La restriction du commerce anglais reposait, paraît-il, sur la politique religieuse qui était la question prédominante du Japon à cette époque et que nous avons examinée dans un autre chapitre.

En août 1617, l’Advice arriva de Bentam. Un autre voyage à la cour suivit immédiatement après. Un essai fut renouvelé, de la part de Cocks, pour obtenir une extension de privilèges, but principal du voyage. Le droit de faire le commerce à Nagasaki fut autorisé puis fut ensuite retiré. Une réponse fut refusée à une lettre de James Ier, parce qu’elle était adressée au shogoun défunt Iéyasou et qu’il était de mauvais augure du Japon de répondre aux lettres de personnes décédées. Finalement le pauvre Cocks était, comme il dit, forcé de prendre les privilèges qu’il pouvait ou de ne rien prendre du tout[9].

On le voit, le commerce des Anglais au Japon n’était pas très favorable depuis la mort d’Iéyasou. Ce changement de politique n’était cependant pas la seule cause de la décadence du commerce des Anglais au Japon : la principale cause fut la rivalité des Hollandais contre eux et la grande influence qu’avaient les Hollandais sur le changement de la politique shogounale.

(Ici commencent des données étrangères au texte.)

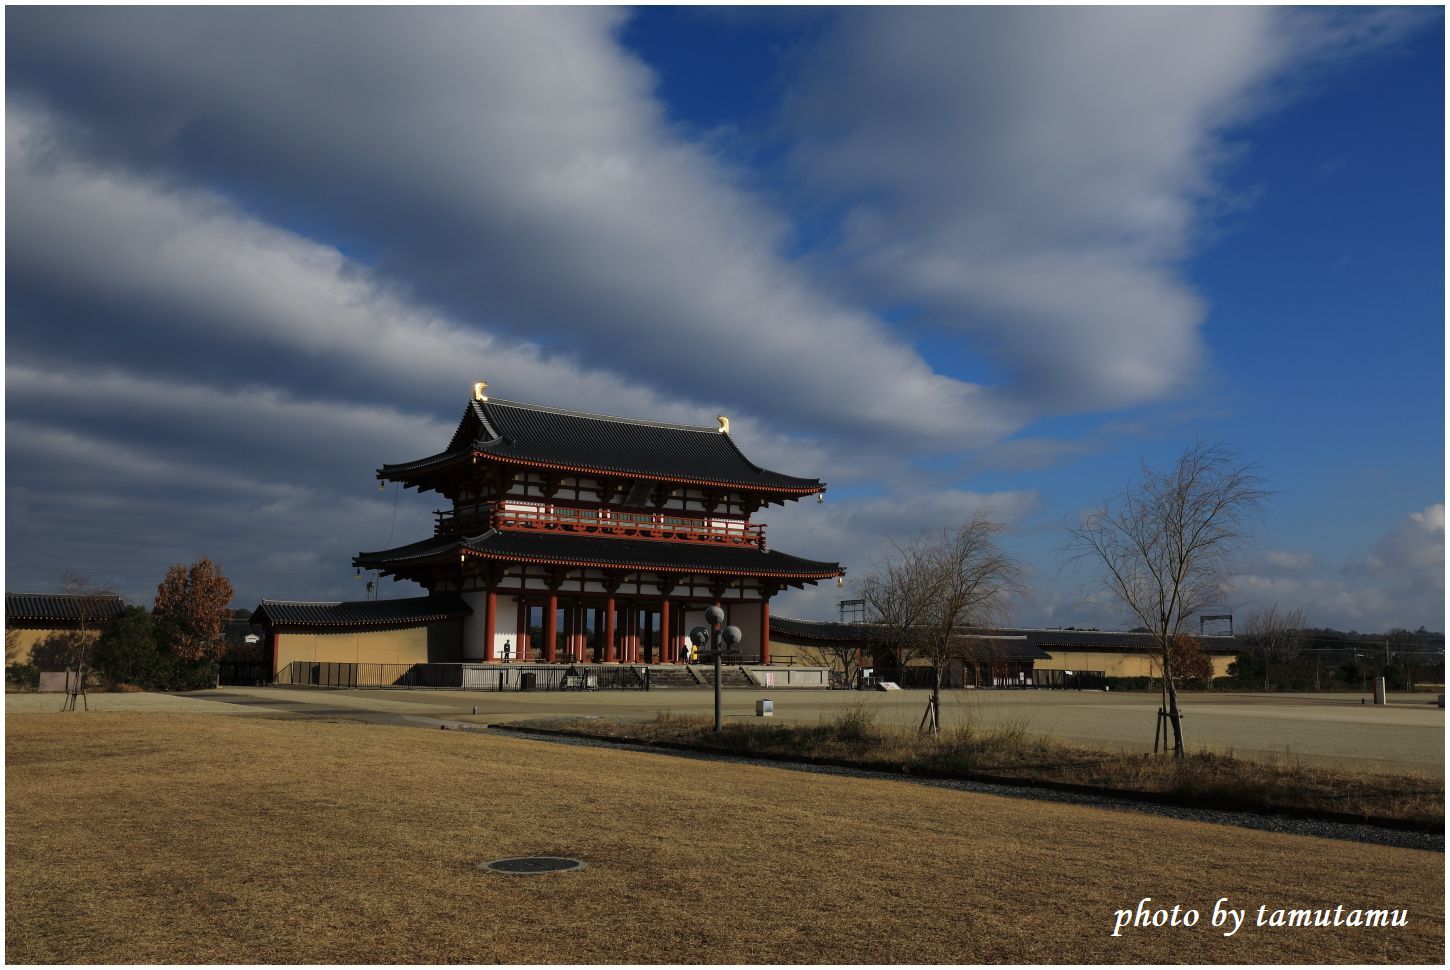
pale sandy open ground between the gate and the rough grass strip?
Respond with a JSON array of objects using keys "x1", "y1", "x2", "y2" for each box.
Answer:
[{"x1": 36, "y1": 687, "x2": 1446, "y2": 777}]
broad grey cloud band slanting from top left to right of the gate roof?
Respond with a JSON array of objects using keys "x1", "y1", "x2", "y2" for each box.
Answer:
[{"x1": 9, "y1": 9, "x2": 1011, "y2": 441}]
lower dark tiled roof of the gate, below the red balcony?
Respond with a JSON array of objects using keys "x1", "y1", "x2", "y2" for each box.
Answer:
[{"x1": 354, "y1": 529, "x2": 844, "y2": 579}]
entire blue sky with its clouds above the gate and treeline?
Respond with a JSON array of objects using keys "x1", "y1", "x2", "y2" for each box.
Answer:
[{"x1": 6, "y1": 7, "x2": 1444, "y2": 631}]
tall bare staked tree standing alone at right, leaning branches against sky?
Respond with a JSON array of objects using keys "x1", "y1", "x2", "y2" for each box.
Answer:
[{"x1": 1069, "y1": 442, "x2": 1269, "y2": 757}]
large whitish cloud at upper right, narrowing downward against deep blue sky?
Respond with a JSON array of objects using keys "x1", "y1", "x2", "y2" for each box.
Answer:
[{"x1": 786, "y1": 7, "x2": 1393, "y2": 415}]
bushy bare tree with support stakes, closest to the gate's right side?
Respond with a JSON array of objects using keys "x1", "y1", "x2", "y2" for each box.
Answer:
[{"x1": 861, "y1": 510, "x2": 1022, "y2": 735}]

  1. D’après le Gouaïko-shiko (Projet d’histoire diplomatique) publié par les soins du ministère des Affaires étrangères de Tokio, les premières relations entre le Japon et l’Angleterre commencèrent en 1564, par un navire anglais qui vint commercer à Goto, dans la province de Hizen. Ce fait cependant ne s’appuyant sur aucun document, nous ne pouvons en garantir l’authenticité.
  2. Cette instruction est signée John Dee et porte la date du 15 mai 1580.

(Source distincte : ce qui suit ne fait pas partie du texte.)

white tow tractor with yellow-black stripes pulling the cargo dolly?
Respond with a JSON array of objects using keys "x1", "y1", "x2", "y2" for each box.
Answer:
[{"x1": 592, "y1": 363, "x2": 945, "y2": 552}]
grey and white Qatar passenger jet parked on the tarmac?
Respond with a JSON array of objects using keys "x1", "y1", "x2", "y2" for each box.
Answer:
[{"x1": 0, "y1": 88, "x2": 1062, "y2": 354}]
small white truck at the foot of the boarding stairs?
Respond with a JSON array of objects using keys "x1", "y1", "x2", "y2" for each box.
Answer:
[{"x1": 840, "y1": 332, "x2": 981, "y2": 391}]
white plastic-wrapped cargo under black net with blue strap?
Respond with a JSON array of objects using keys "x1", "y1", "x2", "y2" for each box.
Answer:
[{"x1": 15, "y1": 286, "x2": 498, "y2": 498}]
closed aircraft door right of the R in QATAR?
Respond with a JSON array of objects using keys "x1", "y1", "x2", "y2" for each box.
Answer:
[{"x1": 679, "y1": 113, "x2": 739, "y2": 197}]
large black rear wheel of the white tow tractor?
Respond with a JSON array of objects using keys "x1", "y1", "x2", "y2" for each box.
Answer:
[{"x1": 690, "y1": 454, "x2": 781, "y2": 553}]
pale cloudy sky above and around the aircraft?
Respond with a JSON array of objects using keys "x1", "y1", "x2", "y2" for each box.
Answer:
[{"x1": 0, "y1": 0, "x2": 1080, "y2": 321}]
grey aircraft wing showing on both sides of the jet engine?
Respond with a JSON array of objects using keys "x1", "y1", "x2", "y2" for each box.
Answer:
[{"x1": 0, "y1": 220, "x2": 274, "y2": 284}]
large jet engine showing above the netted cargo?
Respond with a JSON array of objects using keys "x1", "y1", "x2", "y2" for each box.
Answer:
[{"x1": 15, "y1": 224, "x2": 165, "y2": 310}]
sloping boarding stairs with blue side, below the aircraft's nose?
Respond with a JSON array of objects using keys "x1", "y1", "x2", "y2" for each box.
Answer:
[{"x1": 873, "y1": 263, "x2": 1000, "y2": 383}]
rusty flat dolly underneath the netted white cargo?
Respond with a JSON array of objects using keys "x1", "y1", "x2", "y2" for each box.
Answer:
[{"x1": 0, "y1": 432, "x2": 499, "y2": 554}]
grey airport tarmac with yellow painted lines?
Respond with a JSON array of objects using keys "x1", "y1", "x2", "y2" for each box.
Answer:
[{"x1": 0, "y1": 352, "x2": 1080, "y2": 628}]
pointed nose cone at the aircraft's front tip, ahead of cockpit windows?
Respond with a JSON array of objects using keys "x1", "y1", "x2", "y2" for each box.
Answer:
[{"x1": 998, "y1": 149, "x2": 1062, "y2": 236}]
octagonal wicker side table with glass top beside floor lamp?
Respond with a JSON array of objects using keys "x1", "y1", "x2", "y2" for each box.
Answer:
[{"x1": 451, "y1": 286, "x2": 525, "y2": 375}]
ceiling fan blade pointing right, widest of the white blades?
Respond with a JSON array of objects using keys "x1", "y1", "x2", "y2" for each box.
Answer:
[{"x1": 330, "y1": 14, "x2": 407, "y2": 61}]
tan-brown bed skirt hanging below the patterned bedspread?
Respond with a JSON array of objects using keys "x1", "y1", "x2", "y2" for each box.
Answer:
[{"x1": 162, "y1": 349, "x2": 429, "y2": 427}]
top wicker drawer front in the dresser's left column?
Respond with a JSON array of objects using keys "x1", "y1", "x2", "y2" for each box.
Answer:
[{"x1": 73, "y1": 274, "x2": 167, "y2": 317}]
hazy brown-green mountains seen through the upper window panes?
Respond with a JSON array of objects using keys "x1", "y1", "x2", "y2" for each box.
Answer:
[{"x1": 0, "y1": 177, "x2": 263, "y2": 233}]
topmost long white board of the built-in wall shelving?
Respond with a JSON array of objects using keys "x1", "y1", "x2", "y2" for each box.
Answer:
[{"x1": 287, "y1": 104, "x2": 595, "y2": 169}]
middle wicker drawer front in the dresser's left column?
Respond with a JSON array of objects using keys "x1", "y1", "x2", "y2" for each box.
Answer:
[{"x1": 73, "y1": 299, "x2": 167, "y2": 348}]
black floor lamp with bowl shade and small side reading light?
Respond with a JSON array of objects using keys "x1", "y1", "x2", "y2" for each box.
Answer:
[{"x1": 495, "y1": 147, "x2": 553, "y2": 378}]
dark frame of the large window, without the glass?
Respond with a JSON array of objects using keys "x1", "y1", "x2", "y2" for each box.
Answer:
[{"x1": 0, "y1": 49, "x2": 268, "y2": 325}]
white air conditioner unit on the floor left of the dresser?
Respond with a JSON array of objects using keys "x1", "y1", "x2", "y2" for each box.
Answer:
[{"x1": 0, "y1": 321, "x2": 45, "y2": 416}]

  3. Cette lettre se trouve dans « Mémorial of the Empire of Japon in the XVI and XVII centuries », edited by Thomas Rundall. London, 1850 ; pp. 18-32.

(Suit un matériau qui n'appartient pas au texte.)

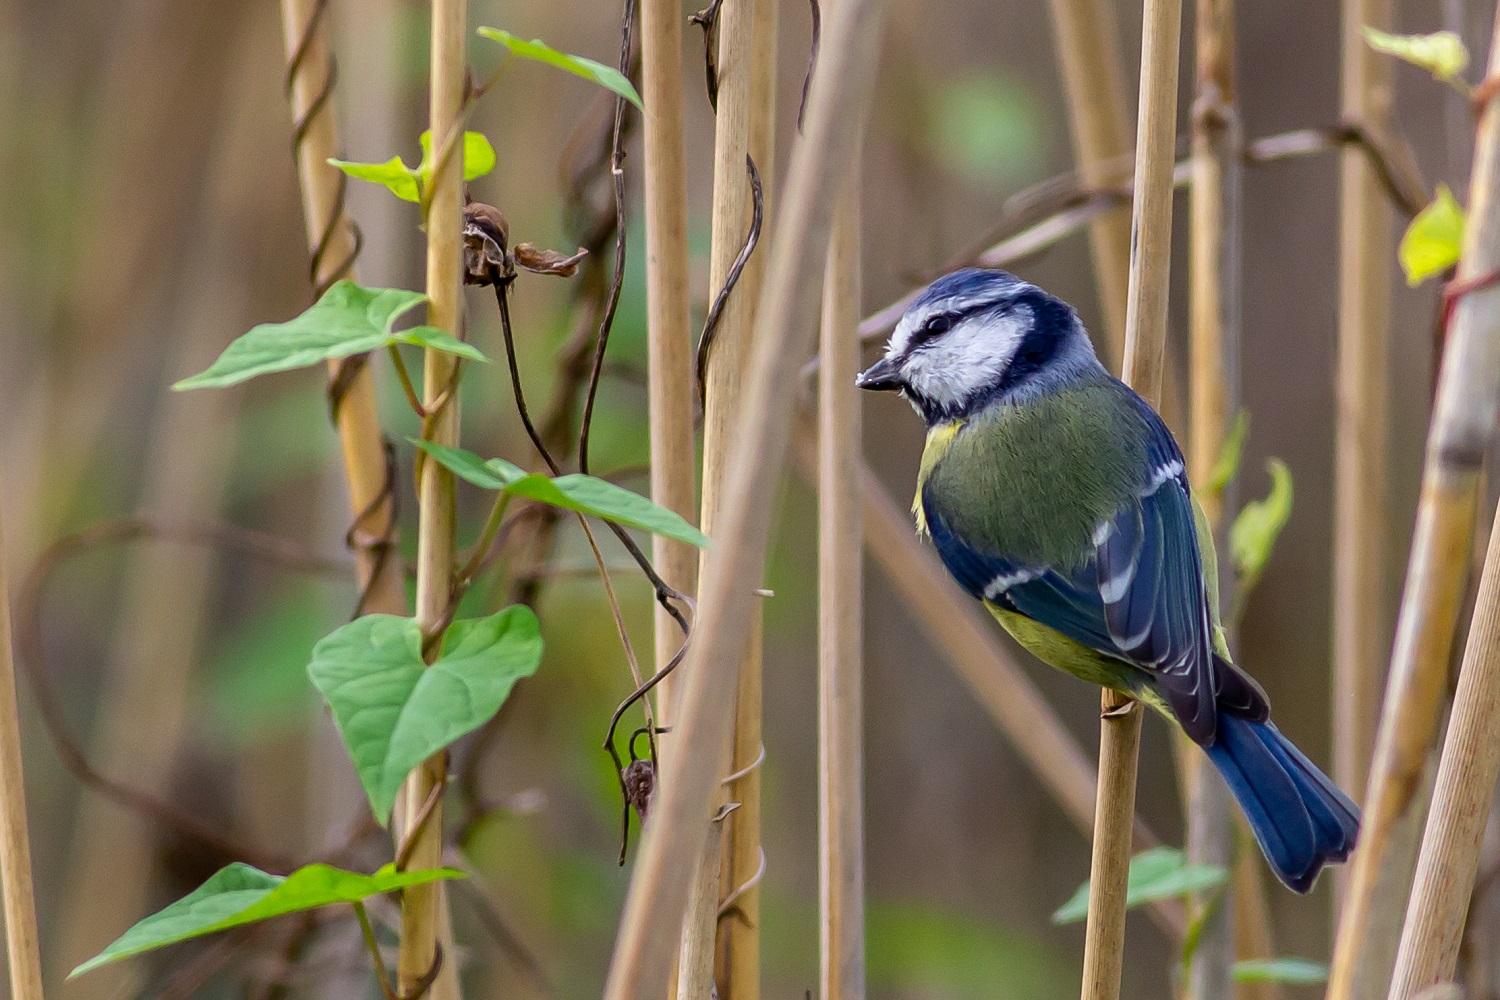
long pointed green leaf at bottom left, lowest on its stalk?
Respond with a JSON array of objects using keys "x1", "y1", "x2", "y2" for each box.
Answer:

  4. « Notre bon ami le capitaine William Adams, qui était si longtemps avant nous au Japon, quitta ce monde le 16 mai dernier » (1620). Dairy of Richard Cocks, vol. II, appendix, p. 322.
  5. The voyage of captain John Saris to Japan, par Ern. Satow. London, 1900.
  6. Voyage of Saris, p. 138 ; His Pilgrims, de Purchas, t. I. p.376 Memorials of Japan, p. 153-155.
  7. Tokougawa Hidétada était shogoun depuis 1605, mais son père Iéyasou avait le vrai pouvoir sur les daïmios. En effet, ce fut lui, comme ex-shogoun, qui décida des affaires intérieures et extérieures jusqu’à sa mort.
  8. La cause essentielle de cette décision du shogoun à limiter les Anglais à ce port se voit facilement dans la proclamation du 8 août 1616.
  9. Cependant, en dépit de cette restriction de Hirado et de Nagasaki, la position de la Compagnie de l’Inde Orientale au Japon était beaucoup meilleure que celle des Portugais, parce que la factorerie de Hirado conserva la liberté d’acheter et de vendre à qui et quand il lui plaisait et de faire le commerce de Hirado aux autres contrées de l’Asie orientale.